Inzwischen hat der 49-Jährige aus Sebnitz den Arbeitsvertrag in der Tasche, momentan ist er in der Probezeit, klappt alles, schließt sich ab Anfang 2017 ein unbefristetes Arbeitsverhältnis an. Dann wartet eine 40-Stunden-Woche auf Perry, auch Schichtdienst, er soll voll integriert werden. Das ist auch sein persönlicher Wunsch. „Ich will einfach ganz normal behandelt werden“, sagt Perry.

Zu der Normalität gehört auch, dass die FEP ihm eine Arbeit gibt, die außerordentlich wichtig ist. Die FEP, insgesamt 450 Beschäftigte am Standort Pirna, rund 100 Millionen Euro Jahresumsatz, liefert vor allem Bauteile an große Automobilhersteller wie VW, Opel oder BMW. Dazu zählen beispielsweise Öldruckschalter, die in Motoren verbaut werden. Die Transportkisten liefert der Hersteller, die FEP schickt sie bestückt mit ihren Produkten zurück. Die Anforderung: Die Kisten müssen absolut sauber sein, jedes Staubkorn könnte später zu Motorschäden führen. Liefert die FEP verschmutzte Kisten, werden dafür teils empfindliche Geldstrafen fällig. Damit das erst gar nicht passiert, ließ das Unternehmen eine Behälterwaschanlage bauen. Und geht es nach der FEP, soll Perry kein Einzelfall bleiben. Weitere Beschäftigte aus geschützten Arbeitsverhältnissen sollen seinem Beispiel folgen, so denn alles passt.

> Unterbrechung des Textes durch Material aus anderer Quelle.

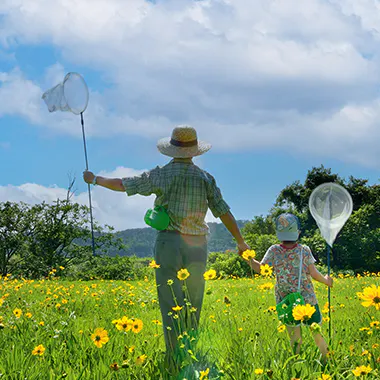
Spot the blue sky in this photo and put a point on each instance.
(276, 91)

Dass es bei ihm passt, scheint schon jetzt ohne Zweifel, zumal er seine Stelle gleich mit einem Neurervorschlag begann. Perry stellte fest, dass auf die Haltegitter in der Waschanlage mehr Teile passen, als er derzeit einstapeln kann – die Gitter waren einfach zu großzügig konstruiert. Perry schlug vor, neue Gitter mit kleineren Abständen zu bauen, so ließen sich in einem Waschgang mehr Teile reinigen und somit Wasser und Strom sparen. In Kürze bekommt Perry neue Haltegitter, Lehrlinge werden sie als Projektarbeit fertigen.